The most famous single story connected with Martín had to do with a group of mice that infested the monastery's collection of fine linen robes. Martín resisted the plans of the other monks to lay poison out for the mice. One day he caught a mouse and said (in the rendering of Angela M. Orsini of San Francisco's Martín de Porres House of Hospitality, one of many institutions and schools in the United States named after the Peruvian healer), "Little brothers, why are you and your companions doing so much harm to the things belonging to the sick? Look; I shall not kill you, but you are to assemble all your friends and lead them to the far end of the garden. Everyday I will bring you food if you leave the wardrobe alone"—whereupon Martín lead a Pied Piper-like mouse parade toward a small new den. Both the mice and Martín kept their word, and the closet infestation was solved for good.

Death and commemoration

Martin was a friend of both Saint John de Massias and Saint Rose of Lima. By the time he died, on November 3, 1639, Martin had won the affection and respect of many of his fellow Dominicans as well as a host of people outside the friary. Word of his miracles had made him known as a saint throughout the region. As his body was displayed to allow the people of the city to pay their respects, each person snipped a tiny piece of his habit to keep as a relic. It is said that three habits were taken from the body. His body was then interred in the grounds of the monastery.

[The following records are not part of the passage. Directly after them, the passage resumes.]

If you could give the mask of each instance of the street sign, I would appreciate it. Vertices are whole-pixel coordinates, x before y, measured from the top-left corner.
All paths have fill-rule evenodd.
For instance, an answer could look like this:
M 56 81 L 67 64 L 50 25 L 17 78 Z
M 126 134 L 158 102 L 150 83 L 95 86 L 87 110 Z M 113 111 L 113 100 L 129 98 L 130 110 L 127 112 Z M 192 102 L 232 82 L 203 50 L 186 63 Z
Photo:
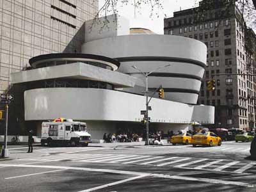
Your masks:
M 11 102 L 11 100 L 0 100 L 1 104 L 10 104 Z
M 143 118 L 143 120 L 147 120 L 148 118 L 147 118 L 147 117 L 144 117 Z M 148 116 L 148 120 L 150 120 L 150 116 Z
M 13 95 L 9 95 L 9 94 L 1 94 L 0 95 L 0 99 L 2 99 L 13 100 L 13 98 L 14 98 Z
M 145 115 L 147 113 L 146 110 L 141 110 L 140 111 L 140 115 Z

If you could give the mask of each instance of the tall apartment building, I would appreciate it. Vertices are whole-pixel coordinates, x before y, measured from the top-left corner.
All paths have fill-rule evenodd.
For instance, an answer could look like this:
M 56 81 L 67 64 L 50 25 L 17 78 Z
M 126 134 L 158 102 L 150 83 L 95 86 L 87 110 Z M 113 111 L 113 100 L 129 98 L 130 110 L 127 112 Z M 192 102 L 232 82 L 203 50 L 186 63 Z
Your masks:
M 10 74 L 28 67 L 35 56 L 79 52 L 79 29 L 98 10 L 94 0 L 0 1 L 0 93 Z
M 207 66 L 198 93 L 198 103 L 215 106 L 214 127 L 253 127 L 255 80 L 247 76 L 218 76 L 253 72 L 253 52 L 246 49 L 247 29 L 236 5 L 230 7 L 227 15 L 221 1 L 213 1 L 214 8 L 207 11 L 203 22 L 195 22 L 198 8 L 174 12 L 173 17 L 164 19 L 164 34 L 193 38 L 207 47 Z M 211 79 L 216 80 L 216 86 L 209 92 L 207 83 Z
M 98 0 L 0 1 L 0 93 L 8 90 L 15 94 L 9 108 L 11 132 L 26 125 L 22 88 L 10 87 L 10 74 L 29 67 L 28 61 L 35 56 L 80 52 L 84 22 L 95 17 L 98 8 Z M 0 121 L 0 133 L 4 127 Z

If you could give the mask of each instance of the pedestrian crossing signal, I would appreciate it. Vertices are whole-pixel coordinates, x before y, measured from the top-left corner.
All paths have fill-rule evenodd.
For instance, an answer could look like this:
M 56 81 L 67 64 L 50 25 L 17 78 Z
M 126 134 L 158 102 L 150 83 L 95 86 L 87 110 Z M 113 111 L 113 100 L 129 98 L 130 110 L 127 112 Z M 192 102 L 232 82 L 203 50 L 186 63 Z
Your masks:
M 211 79 L 207 82 L 207 90 L 214 91 L 215 90 L 215 79 Z
M 3 113 L 4 111 L 3 110 L 0 110 L 0 120 L 3 119 Z
M 164 91 L 163 88 L 159 89 L 159 98 L 164 98 Z

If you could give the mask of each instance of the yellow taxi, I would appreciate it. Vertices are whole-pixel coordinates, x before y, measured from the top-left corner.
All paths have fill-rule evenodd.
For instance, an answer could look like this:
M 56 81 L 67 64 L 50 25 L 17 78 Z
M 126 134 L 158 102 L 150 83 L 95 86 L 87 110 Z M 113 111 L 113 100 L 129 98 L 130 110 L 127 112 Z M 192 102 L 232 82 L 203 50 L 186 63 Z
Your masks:
M 193 147 L 196 145 L 208 145 L 212 147 L 214 145 L 221 145 L 221 139 L 215 133 L 211 131 L 202 131 L 194 134 L 191 138 Z
M 188 132 L 179 131 L 174 136 L 172 136 L 170 142 L 175 145 L 177 143 L 188 145 L 191 143 L 192 134 Z

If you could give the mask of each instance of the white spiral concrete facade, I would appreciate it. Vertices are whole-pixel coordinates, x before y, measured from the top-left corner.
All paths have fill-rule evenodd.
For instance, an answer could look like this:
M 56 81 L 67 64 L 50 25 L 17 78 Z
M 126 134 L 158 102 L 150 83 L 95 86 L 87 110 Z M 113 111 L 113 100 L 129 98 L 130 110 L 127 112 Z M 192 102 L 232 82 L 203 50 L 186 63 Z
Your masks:
M 150 72 L 170 64 L 148 77 L 148 87 L 156 88 L 162 84 L 165 99 L 196 103 L 207 54 L 206 46 L 198 40 L 173 35 L 122 35 L 86 42 L 82 51 L 115 58 L 121 63 L 119 72 L 142 80 L 143 75 L 132 65 Z M 145 87 L 139 84 L 137 86 Z M 129 91 L 140 93 L 141 90 Z

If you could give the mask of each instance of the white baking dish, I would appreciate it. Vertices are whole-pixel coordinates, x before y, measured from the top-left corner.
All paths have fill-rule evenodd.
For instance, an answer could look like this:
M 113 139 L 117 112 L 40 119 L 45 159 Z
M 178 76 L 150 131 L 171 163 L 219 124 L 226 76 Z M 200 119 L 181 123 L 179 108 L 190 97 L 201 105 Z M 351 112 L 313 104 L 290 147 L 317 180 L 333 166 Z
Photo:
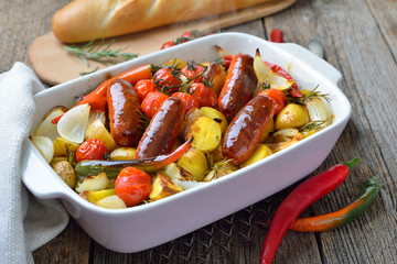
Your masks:
M 160 51 L 101 72 L 58 85 L 35 95 L 36 111 L 32 131 L 54 106 L 72 107 L 79 96 L 118 73 L 143 64 L 161 65 L 171 58 L 206 62 L 218 58 L 214 45 L 232 54 L 254 56 L 276 63 L 304 89 L 329 94 L 334 122 L 319 133 L 280 151 L 261 162 L 206 185 L 128 209 L 110 210 L 82 199 L 66 186 L 33 144 L 23 145 L 22 180 L 39 198 L 60 198 L 82 228 L 98 243 L 112 251 L 142 251 L 240 210 L 286 188 L 313 172 L 331 152 L 351 116 L 351 105 L 337 88 L 341 74 L 330 64 L 296 44 L 275 44 L 242 33 L 223 33 Z

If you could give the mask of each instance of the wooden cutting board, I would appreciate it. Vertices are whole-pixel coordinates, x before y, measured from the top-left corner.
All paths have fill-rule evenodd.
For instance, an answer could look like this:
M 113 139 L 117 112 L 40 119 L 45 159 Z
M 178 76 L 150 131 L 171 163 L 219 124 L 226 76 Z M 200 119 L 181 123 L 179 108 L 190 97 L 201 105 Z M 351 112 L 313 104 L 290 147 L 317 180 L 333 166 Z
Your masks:
M 175 40 L 185 31 L 198 30 L 205 34 L 276 13 L 290 7 L 297 0 L 275 0 L 236 12 L 115 37 L 116 41 L 111 50 L 120 47 L 125 48 L 124 52 L 126 53 L 137 53 L 141 56 L 159 51 L 162 43 Z M 105 44 L 110 41 L 111 38 L 107 40 Z M 98 42 L 95 43 L 95 45 L 98 45 Z M 87 66 L 79 57 L 68 53 L 64 48 L 64 44 L 60 42 L 52 32 L 39 36 L 33 41 L 29 48 L 29 58 L 39 78 L 51 86 L 78 78 L 81 77 L 81 73 L 88 73 L 97 67 L 101 69 L 110 66 L 95 61 L 89 61 L 89 65 Z

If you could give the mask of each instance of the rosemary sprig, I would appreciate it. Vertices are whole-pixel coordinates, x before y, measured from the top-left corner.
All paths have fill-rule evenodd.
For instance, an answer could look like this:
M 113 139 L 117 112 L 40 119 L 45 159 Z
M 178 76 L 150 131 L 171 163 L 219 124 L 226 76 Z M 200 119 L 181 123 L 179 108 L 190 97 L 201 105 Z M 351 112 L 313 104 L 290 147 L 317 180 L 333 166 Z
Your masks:
M 288 103 L 299 103 L 299 105 L 303 105 L 303 102 L 309 99 L 309 98 L 322 98 L 324 99 L 325 101 L 331 101 L 331 99 L 329 98 L 329 94 L 322 94 L 321 91 L 318 91 L 316 89 L 319 88 L 319 85 L 316 85 L 314 87 L 314 89 L 310 90 L 310 91 L 305 91 L 305 92 L 302 92 L 302 96 L 301 98 L 297 98 L 297 97 L 291 97 L 291 96 L 287 96 L 288 98 Z
M 81 76 L 85 76 L 85 75 L 89 75 L 89 74 L 92 74 L 92 73 L 95 73 L 95 72 L 97 72 L 98 70 L 98 66 L 95 68 L 95 69 L 93 69 L 92 72 L 83 72 L 83 73 L 79 73 L 79 75 Z
M 71 45 L 64 46 L 64 48 L 67 52 L 78 56 L 87 65 L 87 67 L 89 66 L 88 59 L 107 65 L 108 63 L 115 64 L 117 61 L 128 61 L 138 57 L 136 53 L 121 53 L 128 48 L 128 46 L 111 51 L 110 47 L 115 44 L 115 38 L 112 38 L 106 46 L 104 45 L 105 38 L 101 38 L 99 45 L 96 47 L 93 46 L 95 38 L 82 46 Z

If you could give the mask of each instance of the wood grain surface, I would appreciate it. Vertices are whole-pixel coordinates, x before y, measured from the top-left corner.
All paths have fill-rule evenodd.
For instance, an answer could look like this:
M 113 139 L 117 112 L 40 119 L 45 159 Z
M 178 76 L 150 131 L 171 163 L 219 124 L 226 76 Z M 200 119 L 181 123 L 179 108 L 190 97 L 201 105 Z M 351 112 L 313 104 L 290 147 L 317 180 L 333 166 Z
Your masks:
M 219 15 L 212 15 L 200 20 L 175 23 L 108 38 L 105 41 L 104 46 L 115 41 L 111 50 L 121 48 L 122 53 L 136 53 L 142 56 L 159 51 L 162 43 L 176 40 L 183 32 L 190 31 L 191 29 L 195 29 L 202 34 L 207 34 L 208 32 L 214 32 L 226 26 L 279 12 L 294 2 L 296 0 L 269 1 L 235 12 L 227 12 Z M 100 43 L 100 41 L 97 41 L 92 47 L 97 47 Z M 90 61 L 89 64 L 86 65 L 86 63 L 76 55 L 68 53 L 64 48 L 64 45 L 65 44 L 60 42 L 52 32 L 49 32 L 36 37 L 29 47 L 30 63 L 42 81 L 49 85 L 58 85 L 81 77 L 81 73 L 90 73 L 96 68 L 101 69 L 108 66 L 95 61 Z
M 51 30 L 52 14 L 67 2 L 0 2 L 0 73 L 17 61 L 30 65 L 28 47 L 35 37 Z M 273 29 L 283 31 L 286 42 L 302 46 L 311 38 L 320 41 L 326 61 L 342 73 L 340 88 L 353 107 L 346 129 L 314 173 L 356 156 L 361 163 L 344 184 L 304 213 L 325 213 L 347 205 L 373 175 L 378 175 L 382 186 L 369 209 L 345 227 L 322 233 L 288 232 L 275 263 L 397 263 L 397 2 L 298 0 L 282 12 L 224 31 L 268 38 Z M 34 260 L 36 263 L 258 263 L 266 235 L 259 222 L 272 216 L 294 186 L 183 238 L 135 254 L 104 249 L 71 219 L 56 239 L 34 252 Z

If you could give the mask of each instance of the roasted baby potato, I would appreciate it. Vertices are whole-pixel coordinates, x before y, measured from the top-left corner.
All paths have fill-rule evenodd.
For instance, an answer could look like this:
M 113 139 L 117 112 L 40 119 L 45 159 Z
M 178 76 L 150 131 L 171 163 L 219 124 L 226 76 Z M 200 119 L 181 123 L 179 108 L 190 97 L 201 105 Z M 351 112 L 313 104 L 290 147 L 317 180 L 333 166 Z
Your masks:
M 56 161 L 52 162 L 51 166 L 68 187 L 74 188 L 76 186 L 77 176 L 71 163 L 67 161 Z
M 79 145 L 78 143 L 58 136 L 54 140 L 54 156 L 66 156 L 66 146 L 71 152 L 76 152 Z
M 109 179 L 106 173 L 98 176 L 87 176 L 82 184 L 77 184 L 76 191 L 83 193 L 85 190 L 101 190 L 109 186 Z
M 193 147 L 203 152 L 211 152 L 221 143 L 221 124 L 214 119 L 201 117 L 194 120 L 186 129 L 185 140 L 187 141 L 191 138 L 193 138 Z
M 197 118 L 202 117 L 202 112 L 198 110 L 198 108 L 192 108 L 184 117 L 183 123 L 181 127 L 181 131 L 179 133 L 179 138 L 183 141 L 186 132 L 187 125 L 196 120 Z
M 211 107 L 202 107 L 200 108 L 200 112 L 202 113 L 203 117 L 208 117 L 208 118 L 212 118 L 214 120 L 217 120 L 217 122 L 219 122 L 221 124 L 221 131 L 222 131 L 222 134 L 224 134 L 227 130 L 227 119 L 225 118 L 225 116 L 216 110 L 215 108 L 211 108 Z
M 110 160 L 129 161 L 133 160 L 137 150 L 133 147 L 118 147 L 110 153 Z
M 171 163 L 164 167 L 164 173 L 171 179 L 179 179 L 179 180 L 196 180 L 196 178 L 182 166 Z
M 275 132 L 275 119 L 270 119 L 270 122 L 266 128 L 262 136 L 260 138 L 259 143 L 265 143 L 269 139 L 270 133 L 272 132 Z
M 158 174 L 152 184 L 152 191 L 150 193 L 149 198 L 151 200 L 160 200 L 182 190 L 183 189 L 180 186 L 172 183 L 167 176 Z
M 219 144 L 215 150 L 211 152 L 210 158 L 208 158 L 208 163 L 213 163 L 213 164 L 218 163 L 225 158 L 224 155 L 222 154 L 222 144 Z
M 57 136 L 60 136 L 57 132 L 56 124 L 52 123 L 51 121 L 65 113 L 67 111 L 64 107 L 54 107 L 51 109 L 44 117 L 43 122 L 41 122 L 34 132 L 34 135 L 43 135 L 49 138 L 50 140 L 54 141 Z
M 276 130 L 299 129 L 310 121 L 309 113 L 304 107 L 289 103 L 276 118 Z
M 227 174 L 236 172 L 238 168 L 232 162 L 222 161 L 216 163 L 213 169 L 204 177 L 203 182 L 211 182 L 221 178 Z
M 178 160 L 178 165 L 191 173 L 197 182 L 202 182 L 208 170 L 208 163 L 204 153 L 194 147 L 189 148 Z
M 267 156 L 270 156 L 271 154 L 272 154 L 272 152 L 267 145 L 258 145 L 255 148 L 255 152 L 253 153 L 253 155 L 245 163 L 243 163 L 242 167 L 251 165 Z
M 109 131 L 105 128 L 104 123 L 96 119 L 94 122 L 88 124 L 85 132 L 85 140 L 98 139 L 106 145 L 106 150 L 111 152 L 117 147 L 116 141 L 111 138 Z

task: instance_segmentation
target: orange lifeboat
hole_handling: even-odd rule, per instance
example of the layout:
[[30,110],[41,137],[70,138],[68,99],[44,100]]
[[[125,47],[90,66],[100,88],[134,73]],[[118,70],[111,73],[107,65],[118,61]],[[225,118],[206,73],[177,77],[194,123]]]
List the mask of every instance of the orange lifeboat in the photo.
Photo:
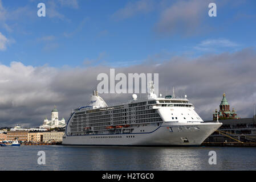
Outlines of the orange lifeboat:
[[112,130],[114,129],[114,127],[112,126],[109,126],[106,127],[107,130]]

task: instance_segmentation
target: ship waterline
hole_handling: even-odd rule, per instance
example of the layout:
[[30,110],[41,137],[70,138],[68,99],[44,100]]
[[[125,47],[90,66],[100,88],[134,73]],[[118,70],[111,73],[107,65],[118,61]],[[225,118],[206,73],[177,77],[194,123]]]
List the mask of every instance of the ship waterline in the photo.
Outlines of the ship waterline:
[[[168,125],[166,122],[165,124],[151,133],[66,136],[63,144],[197,146],[221,126],[221,123],[216,123]],[[178,131],[181,129],[184,131]]]
[[148,99],[133,95],[132,101],[114,106],[94,91],[89,106],[71,113],[63,144],[196,146],[222,125],[204,123],[186,96],[158,97],[152,83],[149,88]]

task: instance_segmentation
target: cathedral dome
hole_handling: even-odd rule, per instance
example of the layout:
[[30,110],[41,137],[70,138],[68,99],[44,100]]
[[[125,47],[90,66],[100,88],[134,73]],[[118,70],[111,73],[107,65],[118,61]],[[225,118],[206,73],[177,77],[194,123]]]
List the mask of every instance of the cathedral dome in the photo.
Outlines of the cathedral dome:
[[58,113],[58,111],[57,109],[56,109],[56,108],[54,108],[54,109],[52,109],[52,110],[51,111],[52,113]]

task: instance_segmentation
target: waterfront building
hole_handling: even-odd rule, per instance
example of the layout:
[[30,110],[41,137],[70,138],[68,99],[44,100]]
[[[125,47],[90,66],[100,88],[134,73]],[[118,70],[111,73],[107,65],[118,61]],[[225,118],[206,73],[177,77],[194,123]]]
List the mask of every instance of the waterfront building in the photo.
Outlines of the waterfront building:
[[46,131],[46,129],[23,129],[20,126],[17,125],[14,128],[10,129],[10,131]]
[[62,137],[64,135],[64,132],[51,131],[44,132],[43,135],[43,141],[44,142],[62,142]]
[[43,142],[43,133],[40,132],[30,132],[28,134],[28,142]]
[[[218,129],[224,131],[224,134],[216,131],[205,140],[205,142],[256,142],[256,119],[255,115],[251,118],[239,118],[221,121],[222,126]],[[205,122],[212,122],[213,121],[206,121]],[[237,140],[237,142],[238,142]]]
[[230,106],[226,98],[226,94],[223,94],[223,98],[220,105],[220,111],[216,109],[215,112],[213,114],[213,120],[217,120],[218,117],[219,120],[227,119],[238,119],[237,114],[234,108],[230,111]]
[[14,140],[15,138],[19,141],[27,141],[28,131],[8,131],[7,140]]
[[51,111],[51,119],[48,120],[47,118],[43,121],[43,125],[40,126],[40,129],[54,129],[56,127],[64,127],[66,126],[65,119],[59,120],[59,111],[55,107]]
[[5,133],[0,133],[0,141],[6,140],[7,134]]

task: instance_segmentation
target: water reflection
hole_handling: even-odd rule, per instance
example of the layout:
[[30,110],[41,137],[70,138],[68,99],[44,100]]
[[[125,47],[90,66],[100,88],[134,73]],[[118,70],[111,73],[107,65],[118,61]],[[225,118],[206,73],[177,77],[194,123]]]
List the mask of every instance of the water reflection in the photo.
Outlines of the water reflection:
[[[46,164],[37,164],[37,152]],[[208,153],[217,152],[217,165]],[[256,148],[26,146],[0,147],[1,170],[255,170]]]

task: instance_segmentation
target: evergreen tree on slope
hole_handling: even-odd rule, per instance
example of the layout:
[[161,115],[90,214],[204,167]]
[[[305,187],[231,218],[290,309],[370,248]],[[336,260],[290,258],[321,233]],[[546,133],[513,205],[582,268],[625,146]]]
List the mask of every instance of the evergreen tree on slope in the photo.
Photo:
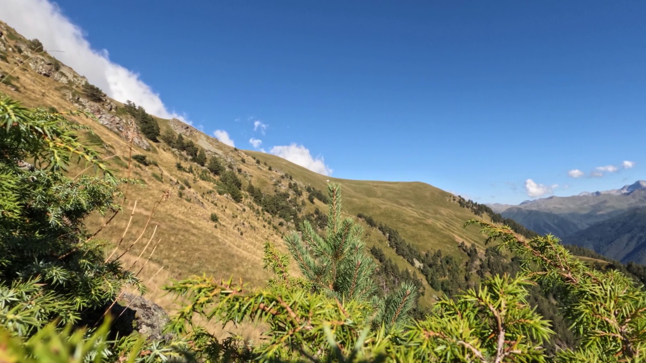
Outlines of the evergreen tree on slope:
[[406,282],[383,299],[375,295],[375,284],[370,277],[376,268],[364,253],[363,229],[352,218],[342,216],[341,187],[328,186],[328,226],[321,236],[307,220],[300,233],[293,232],[285,242],[303,275],[315,292],[323,292],[340,302],[351,300],[371,300],[377,307],[375,326],[390,327],[405,320],[413,307],[417,291]]

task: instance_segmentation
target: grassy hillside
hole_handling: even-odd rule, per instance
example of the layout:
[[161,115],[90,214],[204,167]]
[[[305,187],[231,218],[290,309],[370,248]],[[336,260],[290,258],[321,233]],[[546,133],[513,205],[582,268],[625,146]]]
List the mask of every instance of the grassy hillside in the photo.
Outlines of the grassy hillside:
[[[109,220],[99,237],[118,245],[118,253],[134,262],[134,270],[141,268],[150,256],[142,276],[144,282],[147,280],[152,285],[149,297],[163,305],[168,306],[160,300],[157,285],[166,279],[160,276],[176,278],[204,273],[240,277],[255,285],[267,278],[260,268],[263,244],[269,241],[282,247],[282,236],[295,226],[291,220],[263,211],[246,192],[250,183],[267,195],[287,193],[301,206],[299,215],[304,216],[316,209],[324,214],[327,206],[320,200],[311,203],[307,192],[298,195],[289,185],[295,183],[300,191],[309,187],[324,191],[327,180],[337,182],[343,187],[348,215],[360,213],[373,216],[397,229],[422,253],[441,249],[459,261],[465,258],[458,248],[462,242],[484,249],[477,229],[463,228],[466,220],[476,216],[453,202],[452,194],[432,185],[329,178],[273,155],[229,147],[178,120],[156,119],[162,133],[182,134],[208,157],[220,158],[225,167],[235,173],[242,182],[243,194],[242,202],[236,202],[226,193],[218,192],[221,178],[202,180],[200,174],[208,174],[207,171],[191,161],[185,152],[164,142],[146,140],[123,112],[122,103],[107,97],[98,102],[88,99],[84,78],[51,55],[30,50],[29,41],[4,23],[0,23],[0,28],[4,34],[0,38],[0,79],[5,79],[0,93],[30,107],[94,113],[100,123],[83,116],[70,119],[92,129],[93,133],[82,131],[81,136],[101,150],[118,175],[141,181],[141,185],[127,187],[122,213],[112,220],[111,215],[94,216],[88,229],[96,231]],[[134,155],[145,156],[147,165],[134,160]],[[83,165],[70,171],[72,175],[91,172]],[[212,214],[217,216],[217,222],[212,220]],[[361,223],[369,248],[379,247],[401,269],[413,272],[423,280],[417,269],[388,246],[386,236]],[[424,286],[430,289],[425,281]],[[425,295],[422,306],[430,304],[432,295]]]

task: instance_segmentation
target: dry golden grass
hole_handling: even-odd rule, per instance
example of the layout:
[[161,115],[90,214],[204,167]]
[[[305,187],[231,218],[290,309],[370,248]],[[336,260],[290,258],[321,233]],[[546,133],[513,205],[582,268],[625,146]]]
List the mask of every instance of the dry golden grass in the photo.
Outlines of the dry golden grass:
[[[0,62],[0,70],[4,73],[11,71],[15,67],[14,64]],[[16,70],[14,75],[19,78],[15,83],[19,92],[13,92],[6,85],[0,85],[0,92],[5,92],[27,106],[52,106],[60,111],[78,108],[63,96],[61,83],[36,74],[26,65]],[[79,89],[76,90],[80,91]],[[150,223],[141,240],[123,257],[125,262],[129,262],[133,256],[140,254],[151,239],[153,231],[155,231],[154,238],[151,240],[151,244],[156,244],[160,240],[161,242],[142,272],[142,280],[146,282],[152,276],[151,274],[154,273],[152,271],[158,271],[162,266],[163,269],[147,284],[149,289],[147,297],[172,310],[172,303],[166,300],[169,298],[162,297],[161,287],[169,279],[183,278],[193,274],[205,273],[223,278],[240,277],[253,286],[261,286],[264,284],[269,275],[262,269],[263,244],[270,241],[279,248],[284,248],[282,234],[294,229],[293,225],[287,223],[285,227],[276,227],[278,220],[265,213],[256,215],[253,209],[258,207],[253,205],[248,198],[242,203],[236,203],[225,196],[209,192],[213,192],[214,185],[196,180],[193,175],[178,171],[176,167],[177,162],[180,161],[186,167],[189,163],[182,161],[181,157],[174,154],[163,143],[153,144],[152,149],[148,151],[134,147],[131,152],[127,140],[95,121],[83,117],[74,118],[74,119],[92,128],[96,133],[96,136],[91,138],[92,140],[98,140],[109,145],[108,149],[103,150],[106,157],[112,158],[111,165],[118,175],[125,176],[127,174],[124,162],[127,162],[127,157],[131,152],[144,154],[156,163],[156,166],[143,167],[132,161],[131,176],[141,180],[144,185],[127,187],[123,212],[103,229],[97,238],[117,244],[123,234],[136,202],[131,225],[118,247],[120,253],[125,251],[143,231],[154,205],[163,193],[167,191],[169,193],[168,200],[162,202],[150,218]],[[162,130],[170,128],[167,120],[160,119],[159,121]],[[267,192],[273,190],[276,180],[280,182],[280,187],[286,187],[289,180],[280,178],[284,172],[291,174],[294,181],[298,182],[301,187],[309,185],[324,191],[326,180],[330,180],[340,183],[343,187],[344,207],[348,215],[355,216],[358,213],[370,214],[378,222],[397,229],[409,243],[422,252],[441,249],[447,253],[459,256],[461,254],[457,253],[457,249],[459,242],[481,245],[483,238],[478,234],[477,229],[465,230],[462,227],[466,220],[474,217],[474,214],[450,202],[449,193],[428,184],[329,178],[273,155],[234,149],[198,131],[191,138],[191,138],[194,142],[220,154],[232,162],[235,169],[240,168],[244,187],[248,185],[249,180],[255,186]],[[114,156],[118,156],[121,161]],[[273,170],[269,171],[268,166],[262,163],[256,165],[252,156],[266,161]],[[245,163],[242,162],[242,159],[245,160]],[[193,167],[199,167],[193,164]],[[83,168],[83,165],[75,166],[70,172],[75,175]],[[91,170],[85,172],[91,172]],[[161,177],[162,181],[158,180],[154,174],[158,178]],[[191,187],[180,191],[183,180],[188,181]],[[183,194],[182,198],[179,197],[180,191]],[[303,199],[306,197],[306,194],[304,195]],[[313,211],[316,207],[324,212],[327,209],[319,201],[316,201],[314,205],[307,202],[306,205],[307,212]],[[209,218],[213,213],[219,217],[217,228]],[[88,221],[89,230],[96,230],[107,218],[107,216],[92,216]],[[385,237],[378,231],[367,227],[366,230],[368,248],[372,245],[379,246],[400,269],[415,272],[424,280],[419,271],[388,247]],[[142,258],[145,260],[148,251],[143,254]],[[140,262],[141,260],[138,264]],[[298,274],[298,271],[293,272]],[[430,304],[430,301],[427,303]]]

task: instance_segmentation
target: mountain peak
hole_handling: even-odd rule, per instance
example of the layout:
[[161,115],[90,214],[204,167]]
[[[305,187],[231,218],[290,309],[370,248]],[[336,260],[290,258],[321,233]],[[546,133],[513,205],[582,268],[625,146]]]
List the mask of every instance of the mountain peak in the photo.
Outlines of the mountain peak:
[[646,180],[638,180],[630,185],[624,185],[620,191],[621,194],[630,194],[639,189],[646,189]]

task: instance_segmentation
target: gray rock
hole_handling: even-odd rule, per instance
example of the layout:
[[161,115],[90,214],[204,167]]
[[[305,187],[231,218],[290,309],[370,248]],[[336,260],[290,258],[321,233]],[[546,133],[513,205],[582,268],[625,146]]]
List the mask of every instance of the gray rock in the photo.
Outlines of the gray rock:
[[140,334],[152,340],[170,339],[163,328],[170,321],[168,313],[159,305],[143,296],[129,293],[121,295],[120,304],[112,309],[113,314],[124,317],[120,324],[129,325]]
[[110,99],[98,103],[74,94],[71,89],[63,90],[62,93],[72,103],[81,105],[84,110],[94,115],[99,123],[103,126],[114,131],[126,140],[132,139],[133,144],[144,150],[151,149],[150,143],[139,131],[139,127],[134,121],[114,114],[116,105]]
[[43,56],[35,56],[27,63],[29,67],[41,76],[51,77],[56,72],[54,62]]

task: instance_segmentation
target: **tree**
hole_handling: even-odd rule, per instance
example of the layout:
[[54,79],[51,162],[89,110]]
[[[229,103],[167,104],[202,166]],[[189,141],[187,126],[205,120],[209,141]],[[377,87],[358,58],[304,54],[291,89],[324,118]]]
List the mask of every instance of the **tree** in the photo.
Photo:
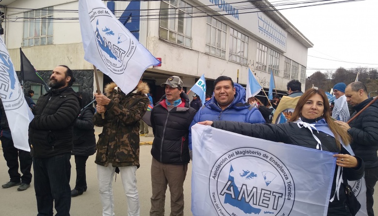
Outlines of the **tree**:
[[333,85],[339,82],[344,82],[346,85],[354,82],[356,80],[357,74],[354,74],[350,70],[340,67],[332,75],[332,83]]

After he died, the miracles and graces received when he was invoked multiplied in such profusion that his body was exhumed after 25 years and said to be found intact, and exhaling a fine fragrance. Letters to Rome pleaded for his beatification; the decree affirming the heroism of his virtues was issued in 1763 by Pope Clement XIII. Pope Gregory XVI beatified Martin de Porres in 1837. Nearly 125 years later, Blessed Martin was canonized in Rome by Pope John XXIII on May 6, 1962. His feast day is November 3. He is the patron saint of people of mixed race, and of innkeepers, barbers, public health workers and more.
He is commemorated in the Calendar of Saints of the Church of England on 3 November.